Sunday, October 8, 2023

Philippine CPI’s September 6.1% "Shocker"; Eight Reasons Why the Rice Price Ceiling Failed

  Government bailouts are like potato chips. You can’t stop with just one—Thomas Sowell 

 

In this issue 

Philippine CPI’s September 6.1% "Shocker"; Eight Reasons Why the Rice Price Ceiling Failed 

I. Another CPI "Shocker" as September CPI’s 6.1% Beat Estimates 

II. Eight Reasons Why the Rice Price Ceiling Failed 

III. The Growing Systemic Risks from Perpetual Interventions 

IV. Other Features of the September 6.1% CPI Shocker 

V. Supply Side Inflation?
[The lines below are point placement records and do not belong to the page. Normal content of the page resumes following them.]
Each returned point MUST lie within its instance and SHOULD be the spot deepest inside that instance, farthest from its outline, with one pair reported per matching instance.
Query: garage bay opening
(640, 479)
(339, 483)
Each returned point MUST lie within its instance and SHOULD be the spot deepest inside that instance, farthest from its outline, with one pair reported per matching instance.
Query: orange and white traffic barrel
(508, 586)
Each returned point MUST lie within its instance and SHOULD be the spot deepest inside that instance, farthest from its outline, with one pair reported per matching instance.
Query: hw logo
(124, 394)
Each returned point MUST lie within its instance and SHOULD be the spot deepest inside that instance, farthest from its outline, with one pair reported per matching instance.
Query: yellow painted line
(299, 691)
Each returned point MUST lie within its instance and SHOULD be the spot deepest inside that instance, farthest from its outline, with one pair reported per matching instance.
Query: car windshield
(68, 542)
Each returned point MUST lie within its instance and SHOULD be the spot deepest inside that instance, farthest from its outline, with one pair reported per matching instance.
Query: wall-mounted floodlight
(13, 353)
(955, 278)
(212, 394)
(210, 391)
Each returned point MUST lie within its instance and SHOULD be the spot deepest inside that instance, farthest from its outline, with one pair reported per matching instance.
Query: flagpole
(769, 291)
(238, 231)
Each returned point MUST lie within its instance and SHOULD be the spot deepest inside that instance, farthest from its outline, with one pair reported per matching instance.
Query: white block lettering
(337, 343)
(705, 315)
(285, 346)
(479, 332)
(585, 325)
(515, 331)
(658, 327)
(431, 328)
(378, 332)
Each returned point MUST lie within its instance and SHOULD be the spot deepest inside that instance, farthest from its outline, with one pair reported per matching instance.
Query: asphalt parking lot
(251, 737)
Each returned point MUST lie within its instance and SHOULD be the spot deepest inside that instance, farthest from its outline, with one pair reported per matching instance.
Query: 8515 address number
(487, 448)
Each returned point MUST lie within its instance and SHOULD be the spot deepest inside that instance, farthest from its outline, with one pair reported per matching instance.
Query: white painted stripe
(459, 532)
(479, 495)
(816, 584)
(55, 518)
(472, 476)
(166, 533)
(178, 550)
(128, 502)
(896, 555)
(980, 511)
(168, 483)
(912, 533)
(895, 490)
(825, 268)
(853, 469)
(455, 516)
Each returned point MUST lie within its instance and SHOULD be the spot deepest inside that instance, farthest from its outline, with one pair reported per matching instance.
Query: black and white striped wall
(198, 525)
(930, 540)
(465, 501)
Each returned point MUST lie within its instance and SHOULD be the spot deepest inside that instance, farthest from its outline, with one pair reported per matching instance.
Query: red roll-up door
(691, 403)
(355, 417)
Inflationary Biases from the Economic Transformation towards "Financialization"  

VI. The Inflationary Tendencies from the Structural Shift of Bank lending to Consumers Over Producers 

 

Philippine CPI’s September 6.1% "Shocker"; Eight Reasons Why the Rice Price Ceiling Failed


September's CPI was another mainstream shocker.  This post explains the eight reasons why the rice price ceiling failed and the embedded inflationary bias of the political economy. 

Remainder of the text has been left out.